Pôle emploi est donc en droit de réclamer les sommes qu'il justifie avoir versées à M. [V] pour un montant de 41 660,12 euros outre la somme de 9,61 euros de frais de contrainte.
Sur la demande reconventionnelle de dommages et intérêts.
M. [V] prétend que le Pôle Emploi a commis une faute et que c'est en raison de sa négligence qu'il a perçu les sommes réclamées, alors qu'il l'avait informé avoir démissionné.
Le Pôle Emploi soutient qu'il n'a jamais été informé de l'activité salariée ni de la démission de M. [V] chez [2] et qu'il n'a en conséquence commis aucune faute.
Il est constant que la répétition de sommes versées par erreur n'exclut pas que le bénéficiaire de cette remise soit fondé à réclamer la réparation du préjudice qui a pu lui être causé. Encore faut-il qu'il démontre une faute de celui qui a versé les fonds.

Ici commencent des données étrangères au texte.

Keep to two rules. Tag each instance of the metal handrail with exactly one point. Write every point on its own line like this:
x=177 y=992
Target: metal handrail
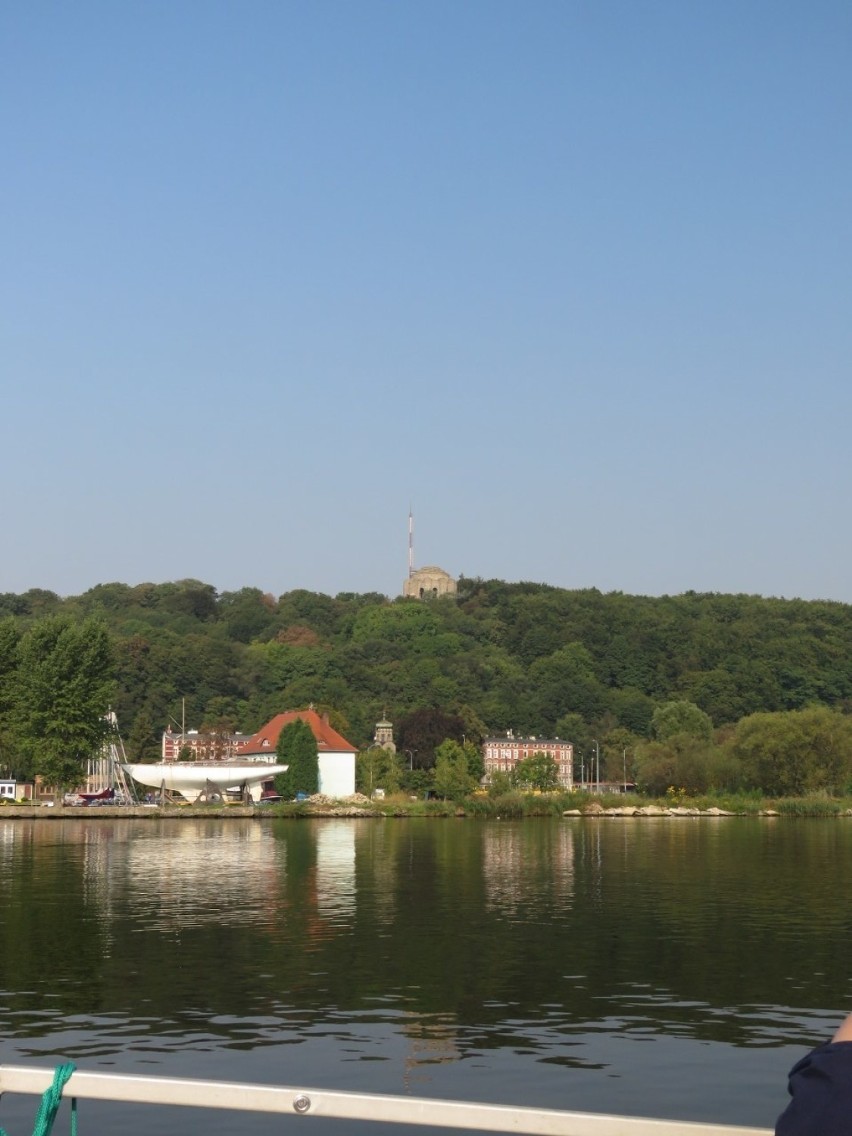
x=373 y=1107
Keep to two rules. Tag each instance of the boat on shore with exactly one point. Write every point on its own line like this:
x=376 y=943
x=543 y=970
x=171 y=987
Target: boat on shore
x=199 y=779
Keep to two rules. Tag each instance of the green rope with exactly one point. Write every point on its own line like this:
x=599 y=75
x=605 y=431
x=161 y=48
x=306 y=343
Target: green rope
x=50 y=1102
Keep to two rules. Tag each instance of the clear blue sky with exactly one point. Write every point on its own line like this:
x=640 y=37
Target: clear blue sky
x=571 y=278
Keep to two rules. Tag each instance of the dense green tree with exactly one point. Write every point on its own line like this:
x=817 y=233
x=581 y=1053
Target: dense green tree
x=298 y=749
x=143 y=741
x=422 y=732
x=566 y=683
x=452 y=777
x=65 y=682
x=681 y=717
x=796 y=752
x=685 y=762
x=377 y=768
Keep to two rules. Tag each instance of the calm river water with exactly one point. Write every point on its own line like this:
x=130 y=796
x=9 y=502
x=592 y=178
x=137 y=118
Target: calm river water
x=671 y=967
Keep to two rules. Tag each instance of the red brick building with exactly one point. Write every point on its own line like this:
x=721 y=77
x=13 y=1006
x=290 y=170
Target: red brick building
x=502 y=754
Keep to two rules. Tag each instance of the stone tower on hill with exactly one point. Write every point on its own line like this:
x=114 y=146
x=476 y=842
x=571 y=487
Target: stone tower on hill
x=425 y=583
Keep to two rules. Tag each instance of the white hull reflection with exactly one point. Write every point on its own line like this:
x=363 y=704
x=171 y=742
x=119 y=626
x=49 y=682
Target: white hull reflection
x=195 y=778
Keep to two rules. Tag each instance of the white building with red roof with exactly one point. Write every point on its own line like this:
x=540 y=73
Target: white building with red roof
x=336 y=756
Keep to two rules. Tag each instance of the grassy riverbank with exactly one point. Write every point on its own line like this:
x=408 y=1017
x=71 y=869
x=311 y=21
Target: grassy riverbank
x=509 y=805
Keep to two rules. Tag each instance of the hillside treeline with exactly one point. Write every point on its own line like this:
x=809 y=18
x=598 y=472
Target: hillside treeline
x=526 y=657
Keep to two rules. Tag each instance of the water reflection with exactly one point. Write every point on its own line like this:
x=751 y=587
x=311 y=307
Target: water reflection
x=484 y=960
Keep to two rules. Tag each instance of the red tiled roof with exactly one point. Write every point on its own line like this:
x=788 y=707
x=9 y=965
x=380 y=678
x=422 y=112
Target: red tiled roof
x=328 y=741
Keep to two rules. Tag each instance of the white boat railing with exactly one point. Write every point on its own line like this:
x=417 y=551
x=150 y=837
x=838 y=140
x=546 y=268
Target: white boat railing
x=370 y=1107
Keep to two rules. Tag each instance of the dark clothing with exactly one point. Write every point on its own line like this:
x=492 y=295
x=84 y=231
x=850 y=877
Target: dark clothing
x=820 y=1085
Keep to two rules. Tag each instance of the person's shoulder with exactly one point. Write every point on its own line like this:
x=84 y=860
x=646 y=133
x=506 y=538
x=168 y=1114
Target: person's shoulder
x=820 y=1087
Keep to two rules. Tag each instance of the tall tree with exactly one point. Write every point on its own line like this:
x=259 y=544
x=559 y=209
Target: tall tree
x=796 y=751
x=298 y=749
x=65 y=682
x=452 y=778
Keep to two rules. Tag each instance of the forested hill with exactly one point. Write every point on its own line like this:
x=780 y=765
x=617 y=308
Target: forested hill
x=526 y=657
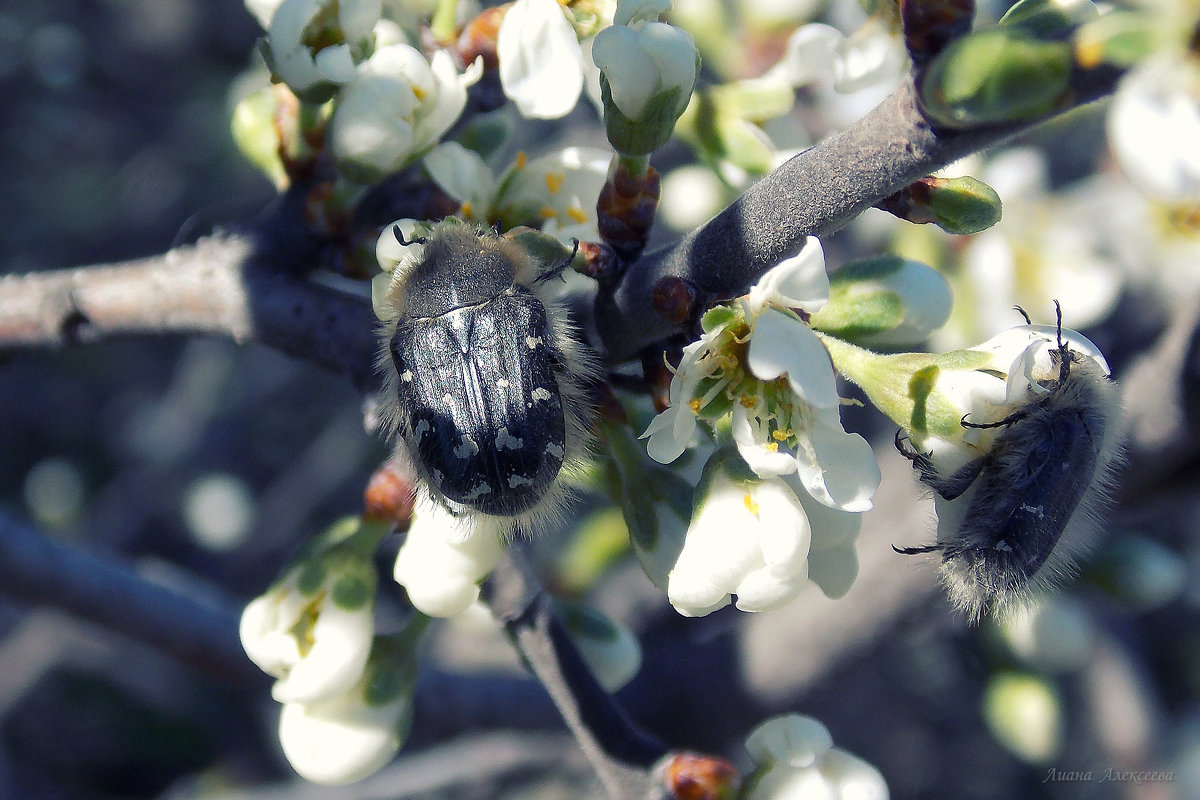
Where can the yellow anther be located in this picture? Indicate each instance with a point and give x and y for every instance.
(751, 506)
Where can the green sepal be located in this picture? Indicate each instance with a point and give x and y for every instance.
(1120, 38)
(648, 132)
(964, 205)
(994, 77)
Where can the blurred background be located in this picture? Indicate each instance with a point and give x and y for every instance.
(205, 464)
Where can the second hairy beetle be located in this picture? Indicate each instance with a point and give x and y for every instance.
(485, 378)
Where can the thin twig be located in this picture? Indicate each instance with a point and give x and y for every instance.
(40, 571)
(222, 284)
(621, 752)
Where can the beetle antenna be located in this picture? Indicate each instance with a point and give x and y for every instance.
(400, 236)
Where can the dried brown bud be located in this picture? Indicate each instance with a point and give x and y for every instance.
(389, 497)
(929, 25)
(625, 210)
(696, 776)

En l'espèce, pour solliciter le versement des allocations chômage, M. [V] justifie avoir envoyé par mail du 5 octobre 2018, une déclaration de radiation d'auto-entrepreneur afin de 'toucher de nouveau ses indemnités financières'.
C'est à la suite de cet envoi que le Pôle Emploi lui a notifié la reprise de ses droits.

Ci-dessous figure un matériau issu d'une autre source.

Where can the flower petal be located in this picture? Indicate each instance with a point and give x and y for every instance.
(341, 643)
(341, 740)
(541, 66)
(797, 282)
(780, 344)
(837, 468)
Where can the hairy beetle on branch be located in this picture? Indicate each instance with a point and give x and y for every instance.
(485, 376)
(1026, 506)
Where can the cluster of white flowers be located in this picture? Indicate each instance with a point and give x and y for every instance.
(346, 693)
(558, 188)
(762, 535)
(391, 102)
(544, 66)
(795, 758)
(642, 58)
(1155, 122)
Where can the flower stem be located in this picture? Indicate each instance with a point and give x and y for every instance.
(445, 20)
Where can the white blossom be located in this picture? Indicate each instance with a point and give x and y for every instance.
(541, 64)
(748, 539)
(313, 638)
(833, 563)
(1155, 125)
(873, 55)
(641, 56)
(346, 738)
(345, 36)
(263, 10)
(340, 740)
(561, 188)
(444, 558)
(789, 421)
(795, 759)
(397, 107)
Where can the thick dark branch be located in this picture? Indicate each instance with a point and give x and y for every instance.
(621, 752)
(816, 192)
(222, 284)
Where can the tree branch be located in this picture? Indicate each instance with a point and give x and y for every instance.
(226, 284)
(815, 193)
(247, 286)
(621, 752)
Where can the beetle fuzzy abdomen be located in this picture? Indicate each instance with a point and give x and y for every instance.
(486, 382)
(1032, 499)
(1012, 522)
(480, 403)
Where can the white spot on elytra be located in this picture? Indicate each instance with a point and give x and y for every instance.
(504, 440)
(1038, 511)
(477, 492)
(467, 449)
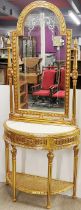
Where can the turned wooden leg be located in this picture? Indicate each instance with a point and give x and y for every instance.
(76, 149)
(7, 159)
(14, 172)
(50, 160)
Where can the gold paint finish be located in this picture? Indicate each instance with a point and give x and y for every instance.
(40, 115)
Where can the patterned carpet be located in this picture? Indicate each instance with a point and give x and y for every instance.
(33, 202)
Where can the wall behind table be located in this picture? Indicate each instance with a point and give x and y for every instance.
(35, 161)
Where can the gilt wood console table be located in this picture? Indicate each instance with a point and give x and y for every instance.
(43, 137)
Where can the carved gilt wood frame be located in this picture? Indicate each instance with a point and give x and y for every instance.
(29, 113)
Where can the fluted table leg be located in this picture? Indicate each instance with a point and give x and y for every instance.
(14, 172)
(7, 159)
(50, 160)
(76, 149)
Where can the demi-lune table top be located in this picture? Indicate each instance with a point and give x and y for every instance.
(45, 136)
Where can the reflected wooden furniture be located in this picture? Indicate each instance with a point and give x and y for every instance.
(44, 130)
(32, 64)
(40, 136)
(31, 78)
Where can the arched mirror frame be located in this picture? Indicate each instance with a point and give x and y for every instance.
(29, 113)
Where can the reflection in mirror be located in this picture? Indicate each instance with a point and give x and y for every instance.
(42, 63)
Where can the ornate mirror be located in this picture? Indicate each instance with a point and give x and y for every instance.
(41, 63)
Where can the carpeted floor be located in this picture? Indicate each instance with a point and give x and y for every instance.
(33, 202)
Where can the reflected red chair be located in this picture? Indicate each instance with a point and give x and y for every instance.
(60, 93)
(48, 80)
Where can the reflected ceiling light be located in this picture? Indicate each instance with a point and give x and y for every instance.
(74, 18)
(75, 8)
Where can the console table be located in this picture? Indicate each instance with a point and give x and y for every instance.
(43, 137)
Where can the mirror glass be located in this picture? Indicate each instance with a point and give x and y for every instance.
(42, 63)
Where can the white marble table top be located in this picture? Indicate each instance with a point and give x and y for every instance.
(40, 129)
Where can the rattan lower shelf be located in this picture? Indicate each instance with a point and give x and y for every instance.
(38, 185)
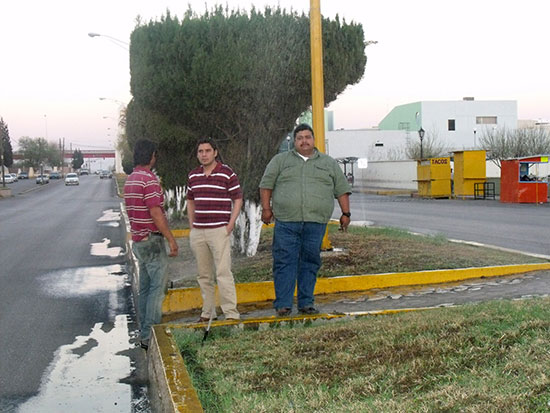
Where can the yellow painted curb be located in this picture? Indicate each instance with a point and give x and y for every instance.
(183, 299)
(171, 389)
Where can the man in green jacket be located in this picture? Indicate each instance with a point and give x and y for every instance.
(298, 189)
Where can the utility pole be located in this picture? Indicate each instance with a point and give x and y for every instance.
(317, 87)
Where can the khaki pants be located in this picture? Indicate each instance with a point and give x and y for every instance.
(212, 251)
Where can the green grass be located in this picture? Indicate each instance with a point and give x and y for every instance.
(490, 357)
(380, 250)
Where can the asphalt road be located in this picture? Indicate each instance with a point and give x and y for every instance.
(521, 227)
(66, 319)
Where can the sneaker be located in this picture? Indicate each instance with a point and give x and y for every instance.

M. [V] ne justifie par aucune des pièces qu'il verse aux débats, avoir informé le Pôle Emploi de son activité pour [2] et de sa démission pour cette société.
Le fait que Pôle Emploi ait notifié le 11 décembre 2019 le trop perçu en indiquant qu'il avait cumulé l'ARE avec un emploi salarié, alors qu'en réalité le trop perçu résulte de la démission de M. [V], ne constitue pas une faute de la part de Pôle Emploi, mais une erreur matérielle, dès lors que le fondement du trop perçu est bien la perte volontaire de travail, dont le Pôle Emploi n'a été avisé que postérieurement au versement de l'allocation.

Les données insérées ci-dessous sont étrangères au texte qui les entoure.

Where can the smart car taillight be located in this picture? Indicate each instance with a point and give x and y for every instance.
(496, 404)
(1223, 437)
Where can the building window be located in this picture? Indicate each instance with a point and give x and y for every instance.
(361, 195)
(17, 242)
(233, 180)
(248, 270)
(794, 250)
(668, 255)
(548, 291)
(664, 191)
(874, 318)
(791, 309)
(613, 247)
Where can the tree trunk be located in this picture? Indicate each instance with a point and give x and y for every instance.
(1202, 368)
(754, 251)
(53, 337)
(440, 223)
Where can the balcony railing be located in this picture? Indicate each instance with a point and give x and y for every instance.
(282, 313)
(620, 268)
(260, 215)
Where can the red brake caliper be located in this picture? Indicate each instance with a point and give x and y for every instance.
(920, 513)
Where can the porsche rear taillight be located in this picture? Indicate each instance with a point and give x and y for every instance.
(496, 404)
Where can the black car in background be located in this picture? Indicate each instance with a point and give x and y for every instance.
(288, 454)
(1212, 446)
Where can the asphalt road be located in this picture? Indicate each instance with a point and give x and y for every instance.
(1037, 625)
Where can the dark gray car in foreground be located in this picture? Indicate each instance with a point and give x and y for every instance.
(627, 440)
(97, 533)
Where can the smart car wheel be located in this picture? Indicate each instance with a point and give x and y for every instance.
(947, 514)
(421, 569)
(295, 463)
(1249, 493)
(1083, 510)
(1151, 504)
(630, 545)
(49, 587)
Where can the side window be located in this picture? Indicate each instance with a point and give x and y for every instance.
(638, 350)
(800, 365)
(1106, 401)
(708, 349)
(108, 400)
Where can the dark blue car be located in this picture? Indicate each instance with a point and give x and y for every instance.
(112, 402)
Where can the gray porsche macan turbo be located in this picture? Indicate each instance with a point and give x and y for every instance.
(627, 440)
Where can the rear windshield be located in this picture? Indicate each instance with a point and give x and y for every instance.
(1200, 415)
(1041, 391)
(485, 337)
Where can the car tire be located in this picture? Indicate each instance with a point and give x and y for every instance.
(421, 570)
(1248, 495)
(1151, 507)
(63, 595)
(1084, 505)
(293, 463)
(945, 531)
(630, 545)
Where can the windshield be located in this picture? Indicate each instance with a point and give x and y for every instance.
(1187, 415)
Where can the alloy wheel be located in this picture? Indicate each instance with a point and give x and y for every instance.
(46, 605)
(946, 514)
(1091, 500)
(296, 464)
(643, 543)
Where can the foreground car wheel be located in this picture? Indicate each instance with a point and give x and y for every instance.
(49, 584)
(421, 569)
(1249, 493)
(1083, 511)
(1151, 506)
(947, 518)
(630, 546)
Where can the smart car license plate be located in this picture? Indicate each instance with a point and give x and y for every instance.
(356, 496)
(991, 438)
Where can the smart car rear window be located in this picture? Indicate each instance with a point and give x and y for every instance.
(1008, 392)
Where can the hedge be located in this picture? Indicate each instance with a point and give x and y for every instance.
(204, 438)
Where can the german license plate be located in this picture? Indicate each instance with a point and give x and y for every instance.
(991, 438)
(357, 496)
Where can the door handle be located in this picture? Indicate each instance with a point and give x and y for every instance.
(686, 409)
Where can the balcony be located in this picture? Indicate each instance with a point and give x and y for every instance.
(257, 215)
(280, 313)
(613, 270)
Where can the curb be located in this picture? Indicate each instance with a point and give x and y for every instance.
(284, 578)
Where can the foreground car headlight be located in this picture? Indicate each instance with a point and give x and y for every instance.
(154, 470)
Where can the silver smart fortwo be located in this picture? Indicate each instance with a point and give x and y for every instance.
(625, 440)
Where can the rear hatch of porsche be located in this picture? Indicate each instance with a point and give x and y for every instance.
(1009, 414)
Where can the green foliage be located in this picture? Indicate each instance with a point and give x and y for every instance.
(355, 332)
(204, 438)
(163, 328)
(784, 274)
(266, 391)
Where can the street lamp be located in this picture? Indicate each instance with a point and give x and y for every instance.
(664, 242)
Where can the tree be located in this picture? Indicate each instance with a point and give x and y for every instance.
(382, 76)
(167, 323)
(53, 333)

C'est donc à bon droit que le premier juge a constaté que M. [V] ne démontrait pas la faute qu'il reprochait au Pôle Emploi et l'a débouté de sa demande de dommages et intérêts. Le jugement déféré sera confirmé sur ce point.
Sur les frais et dépens
Les dispositions du jugement déféré à ce titre seront confirmées.
La charge des dépens d'appel sera supportée par M. [V] conformément aux dispositions de l'article 696 du code de procédure civile.
Il sera fait application des dispositions de l'article 699 du code de procédure civile au profit de l'avocat qui en a fait la demande.
En outre, il serait inéquitable de laisser à la charge de Pôle Emploi les frais irrépétibles exposés à l'occasion de l'instance de première instance et d'appel.
Aussi M. [V] sera-t-il condamné à lui verser la somme de 1 500 euros sur le fondement des dispositions de l'article 700 du code de procédure civile et débouté de sa demande à ce titre.
PAR CES MOTIFS
La cour,
Confirme en toutes ses dispositions le jugement du 30 août 2022,
Y ajoutant,
Condamne M. [W] [V] aux dépens et autorise leur recouvrement par la SCP Sagon Loevenbruck Lesieur Lejeune conformément à l'article 699 du code de procédure civile.
Condamne M. [W] [V] à payer à Pôle Emploi la somme de
1 500 euros au titre de l'article 700 du code de procédure civile ;
Déboute M. [W] [V] de sa demande formée au titre des frais irrépétibles.